Joe somehow makes his way to the Great Before, where souls are given their personalities, quirks, and a spark of life at the “You Seminar.” Overseen by The Counsellors — all named Jerry — the Great Before is like a summer camp for new human souls. Joe sees a way for him to return to Earth by mentoring one of these new souls. Unfortunately, he’s assigned to Soul 22, voiced by Tina Fey. 22 has been mentored by luminaries like Archimedes, Abraham Lincoln, Gandhi, and Mother Teresa, but has never been able to find the “spark” she needs to graduate. According to 22, Earth is just not worth the trouble.

And is it? Is being in constant pursuit how we’re meant to live? At first, it seems that Soul wants us to imagine that it’s this spark or passion of life that drives us, that makes us human. After all, it’s what’s driven Joe. And it’s what 22 needs to find in order to leave the You Seminar and exist on Earth.

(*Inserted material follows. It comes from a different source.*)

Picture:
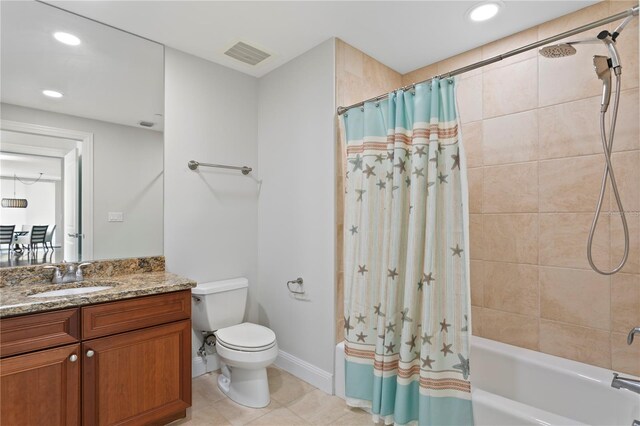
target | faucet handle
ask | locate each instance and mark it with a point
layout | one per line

But by introducing another otherworldly space, Soul cleverly turns that cultural trope on its head by showing us the dark side of living only in pursuit of that spark. When I asked Docter about these scenes, he said, “it was kind of initially trying to look at the shadow side of Joe. Joe, like me, he feels like he was born to do this. He's a musician. He loves that he's passionate about it. He's been chasing this dream. And the shadow side of that I think is that you can become ... so obsessed by it that it closes you off to other people.”

During this season, Christians around the world celebrate not a soul, but God, coming to Earth. According to that God, Earth and its inhabitants are worth quite a bit of trouble. This God opens up the Divine to people, welcomes them in, with all their potential for betrayal, denial, and rejection. This God doesn’t pursue a spark, but people, and calls those of us who follow him to live that way too.

I’ll never know for sure if Mr. Stier secretly harbored dashed dreams of making it as a musician. What I do know is that even now, 28 years after I first stepped into his classroom, I can see him so clearly. I can still remember the feeling and excitement of discovering the wonder of learning to play music well. His passion for music connected me, and probably so many others, to life in a new way. And isn’t that what living a good life is all about?